A majority of the global population rang in 2020 unaware of the impact the SARS-CoV-2 virus would have on the world. Although spreading rapidly, the virus had very little impact on everyday life at the beginning of the year. Despite the World Health Organization’s (WHO) Director General declaring the novel coronavirus outbreak a Public Health Emergency of International Concern, many were unaware of the scale of havoc and destruction this virus would cause. As we all now know, COVID-19 significantly changed the course of history, impacting almost all aspects of modern-day life once taken for granted.

While working practices and lifestyles may have changed for us individually, globally we have seen an extensive shift within the pharmaceutical industry. During this time, we have seen unprecedented acceleration in vaccine development, as some of the world’s biggest pharmaceutical and biotech companies turned their attention to finding a solution to tackle the threat of SARS-CoV-2. Many companies pivoted their research and development (R&D) efforts, investing in new platforms and technologies in the race to find an efficacious vaccine or treatment that would save lives. This fast-track vaccine development in a public health emergency has also been supported by early scientific advice from regulators and researchers within governmental agencies, to help accelerate development and by applying the extensive knowledge on vaccine production gained with existing vaccines.

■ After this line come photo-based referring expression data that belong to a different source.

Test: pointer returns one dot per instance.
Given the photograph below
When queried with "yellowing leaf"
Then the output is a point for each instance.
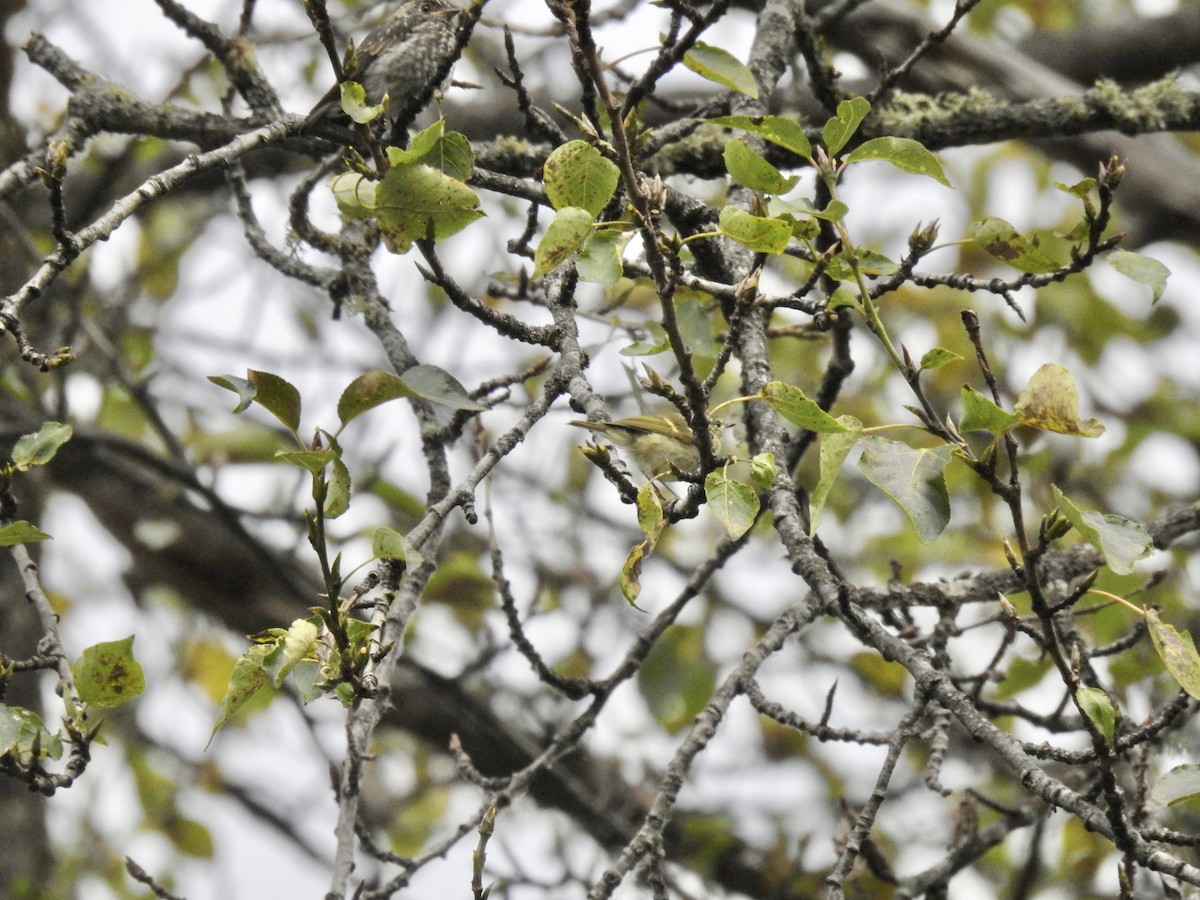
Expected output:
(1050, 402)
(1177, 652)
(735, 504)
(576, 174)
(913, 478)
(107, 675)
(721, 66)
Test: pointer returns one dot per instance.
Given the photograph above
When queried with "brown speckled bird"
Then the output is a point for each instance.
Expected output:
(397, 58)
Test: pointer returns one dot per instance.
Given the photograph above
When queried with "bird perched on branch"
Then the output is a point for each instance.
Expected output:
(397, 58)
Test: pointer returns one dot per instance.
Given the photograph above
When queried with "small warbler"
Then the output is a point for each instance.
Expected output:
(658, 444)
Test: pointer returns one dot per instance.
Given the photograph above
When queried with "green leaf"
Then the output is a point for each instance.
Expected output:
(839, 130)
(337, 496)
(762, 235)
(677, 678)
(903, 153)
(450, 153)
(1098, 707)
(565, 234)
(762, 471)
(249, 677)
(298, 642)
(313, 461)
(439, 387)
(40, 448)
(1180, 784)
(244, 389)
(389, 544)
(733, 504)
(277, 396)
(631, 573)
(1121, 540)
(834, 211)
(576, 174)
(1002, 241)
(1141, 269)
(357, 196)
(723, 67)
(1080, 189)
(1177, 652)
(107, 675)
(414, 201)
(834, 449)
(367, 391)
(649, 515)
(749, 169)
(354, 103)
(936, 358)
(600, 258)
(783, 131)
(189, 837)
(21, 532)
(913, 479)
(696, 327)
(792, 403)
(23, 733)
(981, 413)
(1050, 402)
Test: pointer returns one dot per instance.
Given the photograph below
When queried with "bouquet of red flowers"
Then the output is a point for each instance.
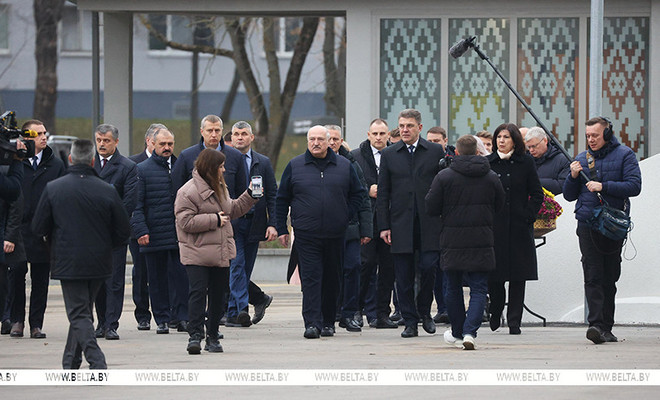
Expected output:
(550, 209)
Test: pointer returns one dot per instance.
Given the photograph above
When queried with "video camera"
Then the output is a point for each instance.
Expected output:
(9, 131)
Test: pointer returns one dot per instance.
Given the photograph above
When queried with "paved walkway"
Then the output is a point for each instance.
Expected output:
(277, 343)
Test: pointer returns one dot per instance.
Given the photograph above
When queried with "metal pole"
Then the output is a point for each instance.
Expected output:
(96, 76)
(596, 59)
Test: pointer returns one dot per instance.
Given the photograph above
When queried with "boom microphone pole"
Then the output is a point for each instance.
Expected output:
(464, 45)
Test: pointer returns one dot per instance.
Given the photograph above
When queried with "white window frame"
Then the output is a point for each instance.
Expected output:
(7, 10)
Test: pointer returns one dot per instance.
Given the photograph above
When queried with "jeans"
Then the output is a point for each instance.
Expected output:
(351, 278)
(79, 298)
(211, 282)
(241, 267)
(140, 286)
(404, 270)
(601, 265)
(440, 289)
(319, 262)
(461, 323)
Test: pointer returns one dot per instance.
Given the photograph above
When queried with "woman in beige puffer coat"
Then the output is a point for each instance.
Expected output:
(203, 211)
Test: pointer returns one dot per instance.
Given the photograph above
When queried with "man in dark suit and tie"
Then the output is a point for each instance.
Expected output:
(139, 275)
(406, 171)
(375, 255)
(257, 225)
(119, 171)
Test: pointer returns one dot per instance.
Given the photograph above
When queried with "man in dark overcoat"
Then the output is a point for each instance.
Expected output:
(81, 251)
(406, 171)
(466, 195)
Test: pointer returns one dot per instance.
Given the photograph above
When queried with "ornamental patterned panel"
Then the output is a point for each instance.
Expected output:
(547, 75)
(477, 96)
(625, 80)
(410, 68)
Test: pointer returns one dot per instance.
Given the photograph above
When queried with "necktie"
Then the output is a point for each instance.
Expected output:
(247, 167)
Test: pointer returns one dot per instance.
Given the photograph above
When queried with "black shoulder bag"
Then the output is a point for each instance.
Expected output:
(606, 220)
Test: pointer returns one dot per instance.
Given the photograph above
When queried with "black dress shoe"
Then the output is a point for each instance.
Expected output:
(6, 327)
(328, 331)
(260, 309)
(494, 322)
(410, 331)
(595, 335)
(428, 324)
(349, 324)
(243, 318)
(194, 345)
(36, 333)
(312, 332)
(396, 316)
(162, 329)
(609, 337)
(99, 332)
(111, 334)
(386, 323)
(441, 318)
(213, 345)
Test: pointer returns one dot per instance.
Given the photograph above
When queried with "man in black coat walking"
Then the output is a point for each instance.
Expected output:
(139, 274)
(37, 172)
(466, 195)
(120, 172)
(81, 251)
(406, 171)
(255, 226)
(375, 255)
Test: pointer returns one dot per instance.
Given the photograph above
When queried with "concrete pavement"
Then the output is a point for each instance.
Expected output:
(277, 343)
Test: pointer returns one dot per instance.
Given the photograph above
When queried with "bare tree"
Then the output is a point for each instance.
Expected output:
(47, 14)
(270, 123)
(335, 71)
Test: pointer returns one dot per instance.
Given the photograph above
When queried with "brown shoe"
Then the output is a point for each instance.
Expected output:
(17, 329)
(35, 333)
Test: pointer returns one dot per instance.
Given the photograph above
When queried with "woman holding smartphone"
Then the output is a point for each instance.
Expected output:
(203, 210)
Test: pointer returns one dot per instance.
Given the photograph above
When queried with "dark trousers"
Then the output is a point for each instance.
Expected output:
(350, 282)
(40, 275)
(4, 290)
(110, 299)
(376, 256)
(404, 270)
(140, 283)
(211, 283)
(160, 265)
(440, 289)
(79, 298)
(462, 322)
(601, 265)
(514, 305)
(241, 267)
(319, 262)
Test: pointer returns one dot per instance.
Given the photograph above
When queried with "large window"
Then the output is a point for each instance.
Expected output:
(287, 31)
(181, 29)
(4, 28)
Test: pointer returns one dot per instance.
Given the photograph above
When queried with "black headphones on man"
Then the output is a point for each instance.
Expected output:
(607, 133)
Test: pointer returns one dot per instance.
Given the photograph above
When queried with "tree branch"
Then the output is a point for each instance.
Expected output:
(185, 47)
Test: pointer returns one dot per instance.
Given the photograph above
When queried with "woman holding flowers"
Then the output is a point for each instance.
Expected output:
(515, 251)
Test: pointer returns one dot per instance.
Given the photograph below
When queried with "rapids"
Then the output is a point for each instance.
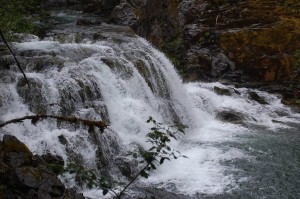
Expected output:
(107, 73)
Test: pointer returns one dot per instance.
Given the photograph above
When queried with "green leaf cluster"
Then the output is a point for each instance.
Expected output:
(15, 15)
(160, 137)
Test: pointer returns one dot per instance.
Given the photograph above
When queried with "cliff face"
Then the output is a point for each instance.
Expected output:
(239, 41)
(245, 41)
(211, 39)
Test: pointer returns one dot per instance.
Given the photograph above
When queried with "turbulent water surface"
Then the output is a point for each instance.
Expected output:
(107, 73)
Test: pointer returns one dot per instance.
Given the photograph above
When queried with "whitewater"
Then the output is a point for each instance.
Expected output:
(108, 73)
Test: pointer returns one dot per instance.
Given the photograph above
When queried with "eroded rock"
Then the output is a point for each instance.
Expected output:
(26, 176)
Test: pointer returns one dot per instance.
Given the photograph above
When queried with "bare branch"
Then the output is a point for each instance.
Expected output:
(18, 64)
(71, 119)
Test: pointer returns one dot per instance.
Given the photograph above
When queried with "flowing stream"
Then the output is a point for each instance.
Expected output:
(107, 73)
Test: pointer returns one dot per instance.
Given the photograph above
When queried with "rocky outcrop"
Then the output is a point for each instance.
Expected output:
(156, 20)
(24, 175)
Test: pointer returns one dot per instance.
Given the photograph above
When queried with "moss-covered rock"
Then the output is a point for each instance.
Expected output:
(23, 175)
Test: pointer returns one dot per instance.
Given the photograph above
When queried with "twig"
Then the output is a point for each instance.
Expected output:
(18, 64)
(71, 119)
(122, 192)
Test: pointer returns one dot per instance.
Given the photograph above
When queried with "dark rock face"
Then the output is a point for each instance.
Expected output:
(24, 175)
(156, 20)
(230, 116)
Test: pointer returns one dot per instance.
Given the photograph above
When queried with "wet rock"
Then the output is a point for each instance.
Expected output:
(124, 14)
(33, 95)
(26, 176)
(14, 152)
(222, 91)
(254, 96)
(230, 116)
(84, 22)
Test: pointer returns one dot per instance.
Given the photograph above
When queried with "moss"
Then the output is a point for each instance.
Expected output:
(56, 168)
(16, 146)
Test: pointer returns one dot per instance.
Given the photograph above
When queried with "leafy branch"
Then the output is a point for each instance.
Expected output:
(159, 137)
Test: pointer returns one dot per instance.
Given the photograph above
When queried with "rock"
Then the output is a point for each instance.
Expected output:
(84, 22)
(14, 152)
(222, 91)
(32, 95)
(230, 116)
(26, 176)
(254, 96)
(124, 14)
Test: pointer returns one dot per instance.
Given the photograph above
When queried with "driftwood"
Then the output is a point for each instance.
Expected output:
(13, 54)
(70, 119)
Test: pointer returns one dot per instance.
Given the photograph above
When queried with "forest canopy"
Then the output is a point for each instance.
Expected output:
(16, 15)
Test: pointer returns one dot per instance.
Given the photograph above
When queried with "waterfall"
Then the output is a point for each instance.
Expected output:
(108, 73)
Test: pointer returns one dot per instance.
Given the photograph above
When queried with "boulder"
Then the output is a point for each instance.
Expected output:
(230, 116)
(24, 175)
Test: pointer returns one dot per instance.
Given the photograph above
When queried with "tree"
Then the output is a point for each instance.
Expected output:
(15, 15)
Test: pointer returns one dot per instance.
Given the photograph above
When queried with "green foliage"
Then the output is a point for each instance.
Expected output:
(159, 137)
(15, 15)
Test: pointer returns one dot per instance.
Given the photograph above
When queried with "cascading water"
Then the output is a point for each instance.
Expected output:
(107, 73)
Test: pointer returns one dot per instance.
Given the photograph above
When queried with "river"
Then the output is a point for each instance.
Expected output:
(105, 72)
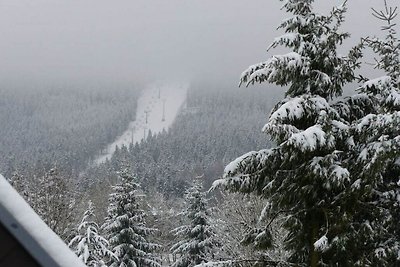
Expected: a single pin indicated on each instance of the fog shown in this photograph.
(130, 41)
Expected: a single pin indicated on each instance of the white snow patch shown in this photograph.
(28, 220)
(321, 244)
(152, 102)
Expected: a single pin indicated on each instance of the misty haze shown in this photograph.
(199, 133)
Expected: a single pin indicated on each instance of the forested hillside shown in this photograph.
(216, 125)
(67, 127)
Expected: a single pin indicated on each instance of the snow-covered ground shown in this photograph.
(157, 108)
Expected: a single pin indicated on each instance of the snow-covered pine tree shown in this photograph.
(126, 226)
(304, 176)
(376, 172)
(197, 239)
(88, 244)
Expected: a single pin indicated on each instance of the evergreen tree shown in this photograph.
(126, 226)
(376, 172)
(197, 238)
(305, 175)
(88, 244)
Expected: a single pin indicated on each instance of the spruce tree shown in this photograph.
(88, 244)
(197, 237)
(305, 174)
(376, 170)
(126, 226)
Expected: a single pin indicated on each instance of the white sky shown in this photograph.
(68, 41)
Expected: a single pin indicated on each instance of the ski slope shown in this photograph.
(157, 109)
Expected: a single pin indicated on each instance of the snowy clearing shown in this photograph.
(157, 109)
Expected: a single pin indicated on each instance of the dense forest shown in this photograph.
(317, 183)
(66, 127)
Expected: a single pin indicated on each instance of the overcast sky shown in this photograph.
(68, 41)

It’s been well over a year since the first vaccine for COVID-19 came to market, and yet according to figures from WHO, there are almost 350 vaccines worldwide either in pre-clinical or clinical development.^1,2 Many companies including GSK, Novartis and Janssen all have candidates in their pipeline. However, with vaccine uptake on the rise and restrictions easing in countries, many people are wondering if the pandemic is “over.” What does that mean for an industry that has focused so much time and resources on SARS-CoV-2 R&D? Will they need to pivot their focus once again?

The evolving SARS-CoV-2 R&D landscape

The global pharmaceutical and biotech industry have made significant strides in the fight against COVID-19 over the past two years. And clinical research organizations (CROs) have been integral to that success. CROs have had to adapt and develop more diverse assays and ensure they accommodate all sponsor needs when testing candidates. These generic assays needed to be regulated in terms of antibody and cellular response measurements, but scalable as operations expanded.

Many CROs developed their own assays, so there were a lot of solutions available and in competition, but nobody had the gold standard. The Bill & Melinda Gates Foundation (BMGF) selected a provider to serve as their reference laboratory, entrusting the CRO to deliver a strategic role in helping to bring about a paradigm shift involving more open collaboration and communication between stakeholders. Although this presented challenges at the outset, it meant all labs were using standardized assays, enabling more readily and easily available comparisons with reproducible quality results.

The extent of companies’ investment in the space is clear evidence that SARS-CoV-2 research efforts will continue for several years to come. Although some are celebrating getting back to a “normal life”, the potential for new and potentially dangerous variants to emerge is high as we continue to see strains of concern appear.

In fact, we know that viruses constantly change through mutation and sometimes these mutations can result in a new variant of the virus.³ However, nobody could predict the severity of the variants we have seen. 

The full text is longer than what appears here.